You don’t feel insecure in Rwanda now. You don’t feel like the government is going to go after you, and encourage people to do terrible things on the national radio station now, so whether you’re looking at any of the places that we’ve mentioned, all of the places in which we work, you do see progress, and if you don’t see it you need to look harder, you need to read harder, you need to reflect harder, you need to pray harder. At least that’s been, I think, very helpful to us.

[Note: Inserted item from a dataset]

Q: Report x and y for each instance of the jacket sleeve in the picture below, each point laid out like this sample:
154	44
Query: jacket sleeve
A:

OPHELIA DAHL: I would say that there’s no question that going, seeing progress, and at this point, there’s such a focus, Frank, these days, on the relatively quick solution. There’s a romanticization of an answer that will be fast, for, actually, to reverse systems that have sometimes taken centuries to undo, and I think that the eye on the longterm is very important.
That doesn’t mean being endlessly patient. It means finding the right balance of patience and impatience, and making sure that the kinds of changes that you are trying to implement are going to be longterm changes, and you’re not going to be giving first aid, but they’re in there. That’s where the complexity comes in. We’re thinking about systems and that kind of thing, but I would also say it’s going, so you see the progress.

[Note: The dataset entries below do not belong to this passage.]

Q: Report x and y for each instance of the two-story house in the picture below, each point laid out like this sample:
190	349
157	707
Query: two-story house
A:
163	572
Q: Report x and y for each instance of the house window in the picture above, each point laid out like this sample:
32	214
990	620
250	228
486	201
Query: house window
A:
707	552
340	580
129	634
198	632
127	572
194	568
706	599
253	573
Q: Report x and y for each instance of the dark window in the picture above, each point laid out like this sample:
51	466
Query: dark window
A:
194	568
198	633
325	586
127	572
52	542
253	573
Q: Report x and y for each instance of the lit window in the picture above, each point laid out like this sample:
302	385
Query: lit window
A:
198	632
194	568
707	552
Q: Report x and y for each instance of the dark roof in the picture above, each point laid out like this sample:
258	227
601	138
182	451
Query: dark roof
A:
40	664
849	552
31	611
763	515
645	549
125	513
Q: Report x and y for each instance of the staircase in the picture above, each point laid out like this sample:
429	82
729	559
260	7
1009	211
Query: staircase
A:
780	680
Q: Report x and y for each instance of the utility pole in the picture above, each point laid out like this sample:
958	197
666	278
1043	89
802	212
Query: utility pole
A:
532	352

That obviously can keep you in the game for a long time. The other thing is to go where the work is, and we have been able to do that since we first set foot in Haiti. If I am ever feeling down about almost anything, and I visit my colleagues and friends, and the work at any one of the sites. I recently came back from Sierra Leone, and, as Paul said, you only have to think back 20 years, and imagine that place in the midst of a civil war, or Liberia, and then cast your mind back a few years ago to Ebola, and now to go there. It really is an antidote for despair, no question.

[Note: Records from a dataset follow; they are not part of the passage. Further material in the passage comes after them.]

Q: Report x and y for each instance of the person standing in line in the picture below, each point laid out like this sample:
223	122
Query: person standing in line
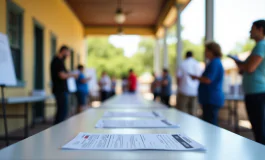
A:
155	87
211	95
187	87
113	86
82	89
254	81
132	81
59	77
166	83
105	86
124	84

FRANK BLAKE: That’s fantastic. Where would you suggest, for listeners who are interested in what you’re doing, where would you point them? Your website, when is the documentary coming out on you, what’s the best way for listeners to learn more about you?
OPHELIA DAHL: No question, it would be the website, which is pih.org, and there’s loads of stuff on there about the work in different countries, how to get involved. The documentary has been released, and is available, will be made available. They are working on a deal right now, that it will become apparent when it’s available, and as soon as it does, and is available for easy watching, then that will be on our website as well.
PAUL FARMER: I would just add, about that film: Obviously, we’re not filmmakers. We didn’t make it, and it’s called Bending the Arc, if you hadn’t said that. I don’t know the details yet, about how it works, but many universities, students, I just went to a showing in Toronto with Partners In Health Canada. A lot of people there didn’t know about Partners In Health, and that was one of the purposes of that meeting, but the people who made that film really looked hard for archival footage and worked hard on it. I think it’s a very quick way for a deep dive.
OPHELIA DAHL: Spent 10 years actually making it altogether, and it was interrupted by the earthquake, but I think that one way and Paul is right to mention this if people were interested in doing a screening. I think, again, if someone was to send an email to firstname.lastname@example.org, someone will respond to that, about the way to do that.
FRANK BLAKE: Terrific! Well, thank you so much for your time. It is absolutely clear why you’re heroes to so many, and thank you for the difference you’re making in this world.